The Suffering of Children
Somewhere in Darfur, in a makeshift tent, among the millions of starving and the diseased sits a boy just barely 9 years old. Three years ago, when he was just 6, he was made to watch the massacre of his pregnant mother, the rape of his 11 year old sister and the butchering of his father by Arab Janjaweed militia men.
Now, even as he sits in the relative safety of the encampment, he can see visions and hear the screams around him until it transforms into a piercing ring in his ears. That's when he would collapse in an uncontrollable fit. Hungry and utterly destitute, he now waits. For what, he does not know. He is only 1 of the millions of confused, displaced, homeless and scared children of the world
Two thousand miles to the east, in a dimly lit apartment in Maafannu, a girl cowers in a corner clutching a pillow for protection. Tonight, he will come, he will offer some useless gift as usual, then he will talk and then it will begin. The pain will begin. She knows what to do. She would close her eyes, transport herself faraway, forget about the violation committed on her fragile body while fighting the tears that never cease. For 3 years since she was 6 this man, her uncle, a trusted and respected family man has sexually abused her. The pain and mental anguish is unbearable now.
Now, secretly, in the darkness that has shrouded her mind, she dreams of death.
To the north, thousands of years ago, a man led his son to a sacrificial altar. His son, confused by the actions of his father, submitted quietly as children often do. Several moments later he was bound-up and laid face down. Terrified and in tears the child looked up at his father who was poised with a knife ready to slit his throat. He closed his eyes as a muffled cry escaped his mouth in anticipation of pain. Then nothing happened. He opened his eyes to see his father, Abraham, had stopped and let go of the knife.
Children face inhumane cruelty, mental trauma and death everyday throughout the world. It is estimated that some 20 thousand children die every day from starvation and preventable diseases. Children, by their very nature, do not understand the reason for their suffering. They do not even have a need to understand. We may justify our suffering by saying that out of our suffering we learn to become better people or become wiser and more knowledgeable. But what use is becoming better and wiser for children?
A serial killer may abduct then rape and kill a child. Christians say such horrors are all part of god’s cosmic plan and that ultimately, somewhere down the line, it will all make sense. Muslims believe that humans were given freewill, the abuse of which will be punished on judgment day. This is all very well. Christians will shrug off such atrocities as god’s plan and Muslims will pray for the fires of hell to burn the killer. But what about the child? Where was her freewill in the intricacies of all these beliefs? And what about the grieving parents of the child? What about the killer who goes on to kill even more, sometimes dozens of children? If this is his test where do all his little victims fit into the scheme of such personalised trials?
Sinning is supposedly the cause of suffering. The Asian tsunami was believed by millions of Christians and Muslims to be god’s punishment for sinful ways. It was such a deadly delivery that it killed thousands of children in an instant along with the few grown-ups deserving of punishment. Why god required the slaughter of thousands of helpless children (the estimate is around 50,000 little expendable children) and spared the material buildings of some mosques, churches and houses to get a point across should be a big question believers of such nonsense should ask themselves.
Throughout history mankind has used the suffering of children to demonstrate their own convictions, commitment to a god (or gods) or to justify their belonging to a group. Ancient tribes sacrificed children to appease angry gods. Tribes murder the children of rival tribes to bring them to their knees.

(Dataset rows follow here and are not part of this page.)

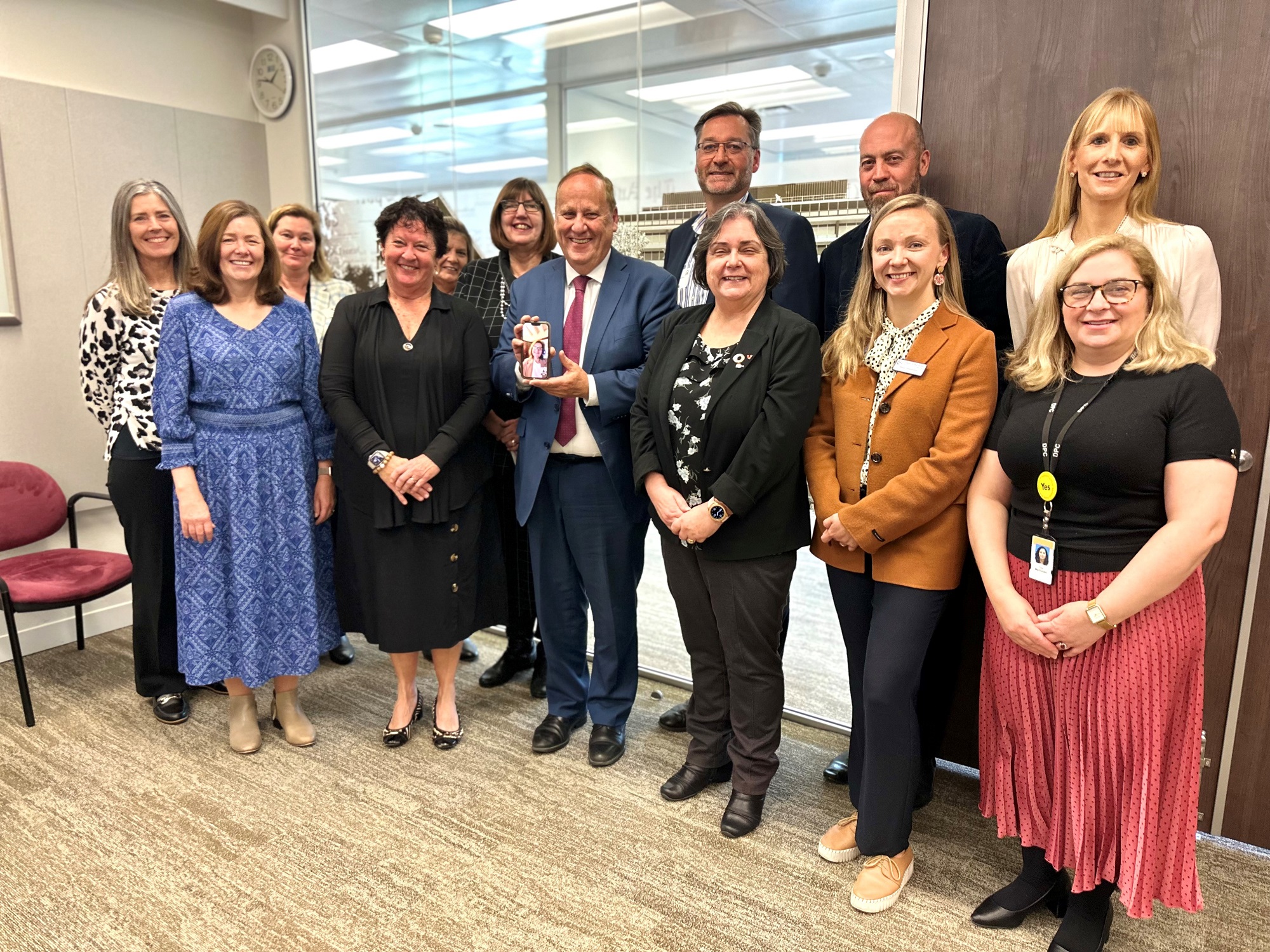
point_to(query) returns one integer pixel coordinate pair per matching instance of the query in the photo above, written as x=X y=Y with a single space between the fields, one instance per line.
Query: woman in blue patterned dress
x=250 y=449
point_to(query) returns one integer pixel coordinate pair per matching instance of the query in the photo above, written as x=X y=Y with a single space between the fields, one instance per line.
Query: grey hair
x=125 y=270
x=764 y=228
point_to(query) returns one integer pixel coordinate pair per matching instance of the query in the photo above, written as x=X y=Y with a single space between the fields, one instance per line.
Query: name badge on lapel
x=910 y=367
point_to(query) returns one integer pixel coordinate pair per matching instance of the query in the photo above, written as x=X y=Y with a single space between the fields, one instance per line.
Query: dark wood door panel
x=1004 y=83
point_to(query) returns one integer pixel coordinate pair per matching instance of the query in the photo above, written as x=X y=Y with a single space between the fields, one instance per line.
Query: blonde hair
x=863 y=317
x=1161 y=346
x=1125 y=110
x=319 y=268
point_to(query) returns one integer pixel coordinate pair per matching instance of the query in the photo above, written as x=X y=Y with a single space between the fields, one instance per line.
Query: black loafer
x=608 y=746
x=172 y=709
x=344 y=652
x=991 y=915
x=838 y=770
x=507 y=667
x=744 y=814
x=689 y=781
x=554 y=733
x=675 y=719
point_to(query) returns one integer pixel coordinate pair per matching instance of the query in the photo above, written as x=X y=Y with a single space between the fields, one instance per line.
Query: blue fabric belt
x=284 y=413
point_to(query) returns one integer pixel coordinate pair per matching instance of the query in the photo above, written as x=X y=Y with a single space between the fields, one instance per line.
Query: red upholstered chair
x=32 y=508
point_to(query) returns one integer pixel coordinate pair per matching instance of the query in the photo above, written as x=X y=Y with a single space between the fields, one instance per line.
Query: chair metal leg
x=18 y=667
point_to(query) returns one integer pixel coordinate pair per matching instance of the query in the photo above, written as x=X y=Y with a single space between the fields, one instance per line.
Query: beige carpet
x=119 y=833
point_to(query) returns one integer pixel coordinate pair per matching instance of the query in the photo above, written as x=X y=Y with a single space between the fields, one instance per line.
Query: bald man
x=893 y=162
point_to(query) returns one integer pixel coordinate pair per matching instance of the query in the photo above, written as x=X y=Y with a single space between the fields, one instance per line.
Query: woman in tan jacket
x=909 y=393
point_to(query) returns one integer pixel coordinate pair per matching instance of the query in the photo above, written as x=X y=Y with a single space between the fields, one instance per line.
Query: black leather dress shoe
x=675 y=719
x=838 y=770
x=172 y=709
x=539 y=682
x=608 y=746
x=744 y=814
x=507 y=667
x=993 y=916
x=344 y=652
x=554 y=733
x=689 y=781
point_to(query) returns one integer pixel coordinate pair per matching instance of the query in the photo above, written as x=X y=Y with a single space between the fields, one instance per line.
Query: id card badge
x=1041 y=568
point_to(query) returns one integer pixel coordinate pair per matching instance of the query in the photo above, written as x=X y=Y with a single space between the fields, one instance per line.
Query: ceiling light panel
x=520 y=15
x=351 y=53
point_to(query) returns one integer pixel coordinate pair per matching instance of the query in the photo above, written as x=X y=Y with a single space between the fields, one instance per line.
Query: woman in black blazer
x=723 y=406
x=406 y=380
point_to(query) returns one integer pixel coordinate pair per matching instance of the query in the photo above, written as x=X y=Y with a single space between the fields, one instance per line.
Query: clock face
x=272 y=83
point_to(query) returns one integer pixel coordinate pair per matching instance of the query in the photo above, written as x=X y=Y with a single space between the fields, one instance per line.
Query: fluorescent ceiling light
x=617 y=23
x=351 y=53
x=609 y=122
x=365 y=138
x=519 y=15
x=497 y=117
x=375 y=178
x=500 y=166
x=418 y=148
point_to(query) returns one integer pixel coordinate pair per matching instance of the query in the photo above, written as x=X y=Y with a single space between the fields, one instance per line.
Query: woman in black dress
x=523 y=229
x=406 y=380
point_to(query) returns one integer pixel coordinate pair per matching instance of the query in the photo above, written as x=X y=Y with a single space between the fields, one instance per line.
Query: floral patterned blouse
x=690 y=399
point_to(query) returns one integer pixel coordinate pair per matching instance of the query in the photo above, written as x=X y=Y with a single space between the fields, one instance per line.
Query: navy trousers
x=586 y=550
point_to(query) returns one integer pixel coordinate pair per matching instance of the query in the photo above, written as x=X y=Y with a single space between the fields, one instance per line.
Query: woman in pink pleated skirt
x=1106 y=480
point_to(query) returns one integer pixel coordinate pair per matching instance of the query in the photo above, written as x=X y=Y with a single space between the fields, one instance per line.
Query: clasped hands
x=571 y=384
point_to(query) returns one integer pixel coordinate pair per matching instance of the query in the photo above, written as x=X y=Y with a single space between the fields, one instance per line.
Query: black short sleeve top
x=1112 y=466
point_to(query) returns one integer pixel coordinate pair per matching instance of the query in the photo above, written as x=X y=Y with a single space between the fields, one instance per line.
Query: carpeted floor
x=119 y=833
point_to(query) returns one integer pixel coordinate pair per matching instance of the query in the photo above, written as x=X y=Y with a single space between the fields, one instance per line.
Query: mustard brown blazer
x=926 y=444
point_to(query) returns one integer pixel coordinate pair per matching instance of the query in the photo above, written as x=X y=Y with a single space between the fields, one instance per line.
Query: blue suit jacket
x=799 y=290
x=634 y=298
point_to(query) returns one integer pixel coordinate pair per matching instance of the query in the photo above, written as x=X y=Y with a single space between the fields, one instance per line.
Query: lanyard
x=1047 y=487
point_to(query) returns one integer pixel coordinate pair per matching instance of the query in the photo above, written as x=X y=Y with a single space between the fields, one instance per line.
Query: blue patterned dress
x=242 y=408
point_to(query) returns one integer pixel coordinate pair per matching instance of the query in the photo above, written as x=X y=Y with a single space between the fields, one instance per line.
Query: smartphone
x=538 y=365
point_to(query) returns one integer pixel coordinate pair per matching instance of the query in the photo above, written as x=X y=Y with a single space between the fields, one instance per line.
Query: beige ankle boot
x=291 y=719
x=244 y=727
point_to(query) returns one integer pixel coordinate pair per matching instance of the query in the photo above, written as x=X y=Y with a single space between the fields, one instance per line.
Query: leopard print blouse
x=117 y=365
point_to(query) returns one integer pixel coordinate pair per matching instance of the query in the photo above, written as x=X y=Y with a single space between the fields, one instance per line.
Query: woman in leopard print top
x=152 y=255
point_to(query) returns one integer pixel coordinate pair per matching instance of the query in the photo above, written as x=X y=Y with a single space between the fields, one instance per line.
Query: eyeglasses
x=511 y=205
x=1114 y=293
x=733 y=148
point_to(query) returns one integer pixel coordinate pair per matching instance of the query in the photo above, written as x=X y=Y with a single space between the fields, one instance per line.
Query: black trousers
x=144 y=502
x=731 y=614
x=887 y=630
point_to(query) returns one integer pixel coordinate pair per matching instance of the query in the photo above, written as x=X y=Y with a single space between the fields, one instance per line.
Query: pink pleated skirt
x=1097 y=758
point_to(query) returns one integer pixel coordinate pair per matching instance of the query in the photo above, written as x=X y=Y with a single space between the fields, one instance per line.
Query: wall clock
x=274 y=84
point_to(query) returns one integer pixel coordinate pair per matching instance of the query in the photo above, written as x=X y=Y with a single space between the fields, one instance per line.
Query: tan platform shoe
x=290 y=718
x=839 y=845
x=879 y=884
x=244 y=727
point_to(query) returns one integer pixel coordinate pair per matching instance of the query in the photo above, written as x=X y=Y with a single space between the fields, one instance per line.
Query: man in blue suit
x=575 y=486
x=727 y=159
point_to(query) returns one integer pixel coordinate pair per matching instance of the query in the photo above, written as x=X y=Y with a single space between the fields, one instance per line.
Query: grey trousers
x=731 y=614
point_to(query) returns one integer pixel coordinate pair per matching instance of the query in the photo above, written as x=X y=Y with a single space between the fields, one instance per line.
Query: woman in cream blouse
x=1107 y=183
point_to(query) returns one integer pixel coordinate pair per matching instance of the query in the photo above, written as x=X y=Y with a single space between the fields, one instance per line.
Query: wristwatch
x=1098 y=616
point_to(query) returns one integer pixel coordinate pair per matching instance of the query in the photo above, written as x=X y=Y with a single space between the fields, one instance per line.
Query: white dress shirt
x=584 y=442
x=1183 y=253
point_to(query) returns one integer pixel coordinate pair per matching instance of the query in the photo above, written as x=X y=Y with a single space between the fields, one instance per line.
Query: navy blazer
x=980 y=251
x=634 y=298
x=799 y=290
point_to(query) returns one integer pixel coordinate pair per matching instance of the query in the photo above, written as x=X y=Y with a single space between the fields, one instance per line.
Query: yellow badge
x=1047 y=487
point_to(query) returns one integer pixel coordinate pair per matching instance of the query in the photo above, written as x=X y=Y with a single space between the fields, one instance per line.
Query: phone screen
x=538 y=365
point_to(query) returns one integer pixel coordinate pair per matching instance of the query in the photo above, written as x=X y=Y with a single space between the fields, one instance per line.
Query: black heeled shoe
x=398 y=737
x=991 y=915
x=446 y=741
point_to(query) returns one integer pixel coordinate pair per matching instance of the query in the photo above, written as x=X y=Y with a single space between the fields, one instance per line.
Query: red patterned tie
x=572 y=341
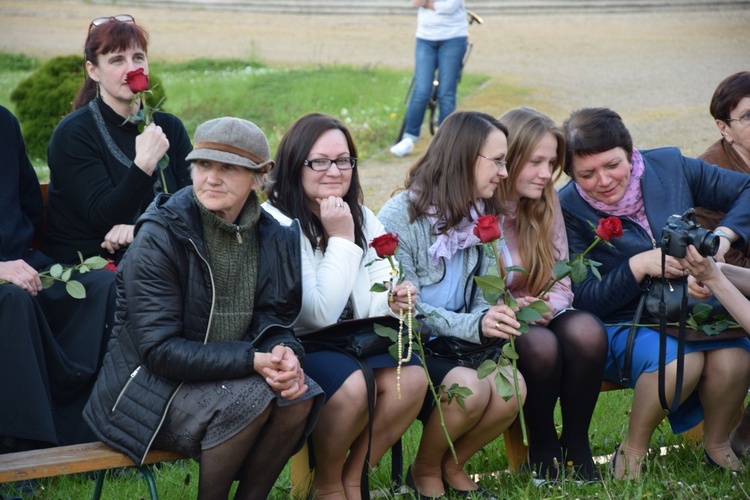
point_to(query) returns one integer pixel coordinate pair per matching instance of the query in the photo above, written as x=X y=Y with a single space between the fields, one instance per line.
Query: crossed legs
x=255 y=456
x=486 y=416
x=338 y=475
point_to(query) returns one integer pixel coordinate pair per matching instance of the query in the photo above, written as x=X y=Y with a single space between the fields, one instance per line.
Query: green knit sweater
x=232 y=251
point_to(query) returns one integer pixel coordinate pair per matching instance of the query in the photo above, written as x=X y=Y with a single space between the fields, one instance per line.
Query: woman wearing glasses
x=102 y=168
x=447 y=189
x=730 y=107
x=316 y=182
x=644 y=188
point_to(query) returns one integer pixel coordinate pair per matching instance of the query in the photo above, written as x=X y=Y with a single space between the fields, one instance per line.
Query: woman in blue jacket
x=644 y=189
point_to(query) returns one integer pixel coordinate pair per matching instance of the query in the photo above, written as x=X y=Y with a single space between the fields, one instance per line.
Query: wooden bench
x=78 y=458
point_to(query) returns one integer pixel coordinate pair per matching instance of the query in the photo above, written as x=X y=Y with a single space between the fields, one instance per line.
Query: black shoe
x=478 y=493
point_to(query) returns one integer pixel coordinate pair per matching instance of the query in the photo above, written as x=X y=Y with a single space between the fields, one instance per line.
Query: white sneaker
x=404 y=147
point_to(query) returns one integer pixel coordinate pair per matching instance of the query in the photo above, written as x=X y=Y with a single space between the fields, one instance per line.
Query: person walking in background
x=316 y=182
x=643 y=189
x=203 y=359
x=103 y=170
x=730 y=107
x=441 y=40
x=447 y=189
x=562 y=355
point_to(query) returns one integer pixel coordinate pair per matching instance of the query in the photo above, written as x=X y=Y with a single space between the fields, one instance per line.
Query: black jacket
x=164 y=307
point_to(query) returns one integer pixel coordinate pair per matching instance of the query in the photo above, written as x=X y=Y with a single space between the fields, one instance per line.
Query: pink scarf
x=631 y=203
x=455 y=239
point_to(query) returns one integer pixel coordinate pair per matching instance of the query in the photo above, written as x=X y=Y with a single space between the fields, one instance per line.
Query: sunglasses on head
x=123 y=18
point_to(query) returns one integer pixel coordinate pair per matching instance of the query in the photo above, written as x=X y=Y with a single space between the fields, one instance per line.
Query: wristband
x=722 y=234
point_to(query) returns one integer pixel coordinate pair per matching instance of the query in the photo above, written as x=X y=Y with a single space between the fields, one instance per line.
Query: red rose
x=385 y=245
x=137 y=80
x=487 y=228
x=609 y=228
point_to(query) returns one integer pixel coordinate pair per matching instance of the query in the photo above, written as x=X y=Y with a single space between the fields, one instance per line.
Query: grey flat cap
x=234 y=141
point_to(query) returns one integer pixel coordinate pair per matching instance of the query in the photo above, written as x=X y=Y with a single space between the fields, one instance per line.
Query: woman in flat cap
x=203 y=358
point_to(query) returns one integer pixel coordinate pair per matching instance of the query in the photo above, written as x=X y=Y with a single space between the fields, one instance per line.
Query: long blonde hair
x=534 y=218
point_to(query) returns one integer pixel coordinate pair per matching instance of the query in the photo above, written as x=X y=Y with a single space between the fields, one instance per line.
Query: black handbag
x=464 y=353
x=355 y=336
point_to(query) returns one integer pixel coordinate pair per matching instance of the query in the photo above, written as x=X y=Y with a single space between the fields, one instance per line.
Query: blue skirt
x=646 y=359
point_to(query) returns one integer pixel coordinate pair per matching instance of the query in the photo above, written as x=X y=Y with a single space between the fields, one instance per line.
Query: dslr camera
x=681 y=231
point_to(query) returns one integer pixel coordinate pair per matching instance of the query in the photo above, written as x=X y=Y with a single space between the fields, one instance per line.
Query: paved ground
x=658 y=69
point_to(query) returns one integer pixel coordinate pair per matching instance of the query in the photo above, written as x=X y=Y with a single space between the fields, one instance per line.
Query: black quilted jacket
x=164 y=306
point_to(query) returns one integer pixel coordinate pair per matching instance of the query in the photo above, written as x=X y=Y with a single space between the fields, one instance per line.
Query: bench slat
x=71 y=459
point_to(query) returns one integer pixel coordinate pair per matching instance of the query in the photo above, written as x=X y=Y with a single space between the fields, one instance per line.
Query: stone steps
x=482 y=7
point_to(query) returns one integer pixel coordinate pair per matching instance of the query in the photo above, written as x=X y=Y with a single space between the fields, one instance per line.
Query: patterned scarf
x=456 y=238
x=631 y=204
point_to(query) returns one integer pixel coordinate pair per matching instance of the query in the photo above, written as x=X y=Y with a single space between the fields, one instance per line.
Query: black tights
x=255 y=456
x=563 y=360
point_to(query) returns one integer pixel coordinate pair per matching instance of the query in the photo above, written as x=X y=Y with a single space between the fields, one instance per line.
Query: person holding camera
x=644 y=189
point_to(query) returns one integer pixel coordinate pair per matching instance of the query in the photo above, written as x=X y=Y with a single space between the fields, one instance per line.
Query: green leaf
x=511 y=302
x=490 y=284
x=561 y=269
x=528 y=314
x=75 y=289
x=516 y=269
x=56 y=271
x=579 y=271
x=539 y=306
x=163 y=162
x=504 y=385
x=486 y=368
x=509 y=352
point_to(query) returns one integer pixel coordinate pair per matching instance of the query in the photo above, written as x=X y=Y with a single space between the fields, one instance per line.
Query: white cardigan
x=330 y=279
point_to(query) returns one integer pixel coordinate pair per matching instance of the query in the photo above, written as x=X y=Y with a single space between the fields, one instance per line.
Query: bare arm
x=707 y=272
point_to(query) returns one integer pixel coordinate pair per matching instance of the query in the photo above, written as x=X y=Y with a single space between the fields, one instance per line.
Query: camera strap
x=663 y=345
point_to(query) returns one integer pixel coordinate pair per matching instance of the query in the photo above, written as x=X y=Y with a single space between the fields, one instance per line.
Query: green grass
x=371 y=102
x=680 y=473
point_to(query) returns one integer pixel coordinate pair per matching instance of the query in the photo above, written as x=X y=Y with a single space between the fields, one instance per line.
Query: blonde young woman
x=562 y=357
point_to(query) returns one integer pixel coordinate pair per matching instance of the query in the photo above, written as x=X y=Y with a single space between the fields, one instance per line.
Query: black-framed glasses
x=744 y=120
x=323 y=164
x=498 y=163
x=123 y=18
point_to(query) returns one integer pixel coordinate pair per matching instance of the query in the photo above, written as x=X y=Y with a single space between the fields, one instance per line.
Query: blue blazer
x=671 y=184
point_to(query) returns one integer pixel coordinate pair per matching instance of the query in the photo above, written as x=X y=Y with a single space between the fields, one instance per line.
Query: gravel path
x=657 y=69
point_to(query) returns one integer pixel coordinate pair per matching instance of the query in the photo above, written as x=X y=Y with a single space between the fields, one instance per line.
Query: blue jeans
x=443 y=57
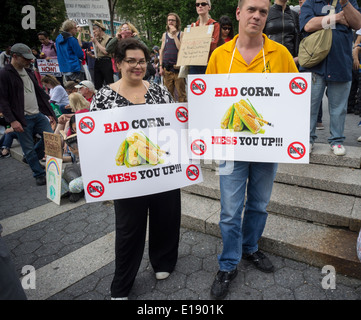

Abraham almost sacrificed his own son to god in a display of absolute submission and in the process traumatizing poor Ishmael (or Isaac).
And it is this suffering of children that can never be justified. No great thinker, no great intellectual, no raving prophet and no religion can justify the suffering and murder of children without making god sound as heartless as the serial killer, as ruthless as the militant leader and as indifferent as the force of the tsunami.
How exactly does one tell the starving child in Darfur that his life is a test? How do we negotiate the great cosmic plan with the suffering of the abused child in Maafannu? Was the sole purpose of life of the victim of the serial killer just that; to be a victim, to be expendable? No great offering of heavenly prizes or the riches of the hereafter can be a worthy price of reconciliation for the life of the innocent and helpless child.
“If the sufferings of children go to make up the sum of sufferings which is necessary for the purchase of truth, then I say beforehand that the entire truth is not worth such a price.” – Ivan to Alyosha in The Brothers Karamazov by Fyodor Dostoevsky.